Hundreds of people gathered hours before the eclipse at the archaeological site of Etsna, once the home of the indigenous Maya people, who for centuries had predicted cycles that would result in solar eclipses.
Daniel Arredondo and Tania Campos, two photographers from Merida, Mexico, woke up at 3 a.m. and were the first in line at the site. It makes more sense to witness the event from the Mayan ruins, Mr. Arredondo said.
“I want the ancestors to show us the knowledge of the moons, the stars and the sun, and that’s why it’s so fascinating here,” he said.
More than an hour into the eclipse, an MC at Etsna Plaza began instructing people on meditation as an orange crescent appeared in the sky. Seated among the ruins, temples and lawns, some participants stretched their arms towards the sky.
The MC said in Spanish that this moment “is a sign of change for a new opportunity, to make a change in your life and to think about the things we want to let go of, to think about the moments that balance our lives.”

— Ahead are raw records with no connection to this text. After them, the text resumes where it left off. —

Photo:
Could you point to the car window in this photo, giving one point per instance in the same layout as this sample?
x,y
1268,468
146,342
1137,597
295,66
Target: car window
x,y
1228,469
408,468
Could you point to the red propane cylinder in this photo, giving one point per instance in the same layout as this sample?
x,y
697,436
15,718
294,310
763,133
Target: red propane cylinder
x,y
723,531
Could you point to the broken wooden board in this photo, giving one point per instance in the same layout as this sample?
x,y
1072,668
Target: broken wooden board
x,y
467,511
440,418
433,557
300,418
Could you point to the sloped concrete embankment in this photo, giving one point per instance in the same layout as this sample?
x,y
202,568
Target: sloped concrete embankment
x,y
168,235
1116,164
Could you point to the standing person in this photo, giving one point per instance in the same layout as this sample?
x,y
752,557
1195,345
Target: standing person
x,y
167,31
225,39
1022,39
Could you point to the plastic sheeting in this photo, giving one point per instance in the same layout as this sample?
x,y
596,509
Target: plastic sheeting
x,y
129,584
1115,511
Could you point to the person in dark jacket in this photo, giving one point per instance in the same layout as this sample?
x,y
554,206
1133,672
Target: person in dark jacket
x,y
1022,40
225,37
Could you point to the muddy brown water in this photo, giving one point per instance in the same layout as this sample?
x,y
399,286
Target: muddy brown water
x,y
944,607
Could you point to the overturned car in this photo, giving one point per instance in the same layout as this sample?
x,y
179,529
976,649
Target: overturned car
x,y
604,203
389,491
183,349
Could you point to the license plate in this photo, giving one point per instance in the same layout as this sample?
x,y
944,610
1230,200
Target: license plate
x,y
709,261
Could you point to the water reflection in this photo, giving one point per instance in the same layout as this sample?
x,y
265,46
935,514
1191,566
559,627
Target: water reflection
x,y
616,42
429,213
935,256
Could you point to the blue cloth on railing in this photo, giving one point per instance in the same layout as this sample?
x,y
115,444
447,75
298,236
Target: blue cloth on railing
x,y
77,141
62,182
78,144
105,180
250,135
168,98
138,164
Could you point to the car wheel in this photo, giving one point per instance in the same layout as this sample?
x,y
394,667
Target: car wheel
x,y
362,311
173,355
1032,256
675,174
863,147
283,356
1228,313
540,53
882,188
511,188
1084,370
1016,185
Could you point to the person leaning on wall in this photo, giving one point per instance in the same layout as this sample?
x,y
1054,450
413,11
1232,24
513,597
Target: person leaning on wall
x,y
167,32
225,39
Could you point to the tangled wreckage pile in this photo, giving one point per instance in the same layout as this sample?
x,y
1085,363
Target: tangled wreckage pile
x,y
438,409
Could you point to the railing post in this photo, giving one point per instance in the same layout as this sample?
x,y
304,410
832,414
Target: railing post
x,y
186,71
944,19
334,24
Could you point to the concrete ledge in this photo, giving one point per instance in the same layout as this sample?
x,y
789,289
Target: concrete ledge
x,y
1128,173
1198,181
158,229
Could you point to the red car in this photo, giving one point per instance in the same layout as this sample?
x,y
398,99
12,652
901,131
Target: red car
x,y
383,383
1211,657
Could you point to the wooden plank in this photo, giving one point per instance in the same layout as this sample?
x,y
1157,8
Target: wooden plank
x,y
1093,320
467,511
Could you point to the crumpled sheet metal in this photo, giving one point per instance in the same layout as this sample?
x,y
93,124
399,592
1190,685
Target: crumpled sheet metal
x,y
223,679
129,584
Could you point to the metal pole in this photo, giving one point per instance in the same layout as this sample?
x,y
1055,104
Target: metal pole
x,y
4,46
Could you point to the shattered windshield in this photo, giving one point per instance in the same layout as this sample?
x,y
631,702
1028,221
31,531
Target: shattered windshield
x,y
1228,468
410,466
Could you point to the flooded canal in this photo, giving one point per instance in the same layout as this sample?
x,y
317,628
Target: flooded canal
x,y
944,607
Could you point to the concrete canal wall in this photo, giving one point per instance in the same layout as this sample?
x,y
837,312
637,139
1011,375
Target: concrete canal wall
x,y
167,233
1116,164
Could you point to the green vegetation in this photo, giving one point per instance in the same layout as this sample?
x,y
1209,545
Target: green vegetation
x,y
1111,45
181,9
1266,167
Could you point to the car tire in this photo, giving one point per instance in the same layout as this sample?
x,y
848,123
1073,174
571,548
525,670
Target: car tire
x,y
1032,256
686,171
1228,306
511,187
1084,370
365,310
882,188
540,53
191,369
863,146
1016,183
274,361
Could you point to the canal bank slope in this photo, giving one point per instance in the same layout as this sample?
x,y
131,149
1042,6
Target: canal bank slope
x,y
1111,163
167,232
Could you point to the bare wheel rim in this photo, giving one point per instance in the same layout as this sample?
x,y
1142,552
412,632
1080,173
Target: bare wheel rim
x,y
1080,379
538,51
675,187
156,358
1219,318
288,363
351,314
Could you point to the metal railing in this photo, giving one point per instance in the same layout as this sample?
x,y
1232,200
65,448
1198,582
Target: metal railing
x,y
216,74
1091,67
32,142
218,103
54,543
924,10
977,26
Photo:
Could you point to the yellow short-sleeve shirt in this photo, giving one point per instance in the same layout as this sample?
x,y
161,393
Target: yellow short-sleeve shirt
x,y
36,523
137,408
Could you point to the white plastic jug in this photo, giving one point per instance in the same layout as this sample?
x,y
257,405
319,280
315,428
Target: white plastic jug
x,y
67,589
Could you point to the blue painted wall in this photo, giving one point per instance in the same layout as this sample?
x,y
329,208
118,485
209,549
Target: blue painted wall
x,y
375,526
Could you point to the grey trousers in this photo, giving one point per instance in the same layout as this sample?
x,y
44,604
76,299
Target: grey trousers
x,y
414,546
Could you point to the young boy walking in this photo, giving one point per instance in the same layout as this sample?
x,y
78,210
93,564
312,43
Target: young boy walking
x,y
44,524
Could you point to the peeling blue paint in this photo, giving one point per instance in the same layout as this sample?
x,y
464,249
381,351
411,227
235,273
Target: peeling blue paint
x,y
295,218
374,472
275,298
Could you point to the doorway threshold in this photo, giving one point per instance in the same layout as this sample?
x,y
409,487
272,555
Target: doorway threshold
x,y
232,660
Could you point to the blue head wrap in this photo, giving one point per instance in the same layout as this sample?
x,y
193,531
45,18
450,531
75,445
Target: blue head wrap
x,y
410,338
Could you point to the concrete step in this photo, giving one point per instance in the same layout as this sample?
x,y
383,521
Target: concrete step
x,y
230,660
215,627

While some meditated, others clapped to traditional chants. Many people used eclipse glasses, binoculars, or telescopes to view the scene above.
The crowd grew enthusiastically and reached its loudest pitch as a cloud covered the sun and moon just before the ring stage. They whistled and cheered to make the cloud move.
A man who had traveled from Slovakia to photograph the eclipse clapped from the top of the temple.
A woman shouted “listo,” the Spanish word for “get ready,” from atop the rubble.
After the eclipse appeared, the crowd went wild. “Bravo,” shouted the same woman.
Local officials have warned for months that thousands of tourists will flock to the Yucatan Peninsula for the eclipse. But organizers and local researchers are eager to celebrate past tribal communities deeply rooted in astronomy.
Before Friday’s eclipse in the city of Campeche, representatives of indigenous communities from Mexico and other parts of Latin America, including the Andean and Mayan peoples, placed four different flower petals on a stone patio to symbolize the eclipse. In the center, they piled yellow flowers to represent the sun.
Victoriano Chin Huchim, an H’men or Maya healer from Nungini in Campeche state, attended ceremonies Friday evening honoring the legacy of his grandfather, who, like many Maya people, watched the eclipses with trepidation.
“For a pregnant woman, if they touch the belly,” said Mr. The belief is that Huchim can harm the child.
But as he lit candles and herbs in front of a crowd in Campeche, including people in traditional feathered tribal dress, Mr. Huchim said he will focus on celebrating the scene with optimism.
“It’s the end of one cycle, the beginning of another,” he said.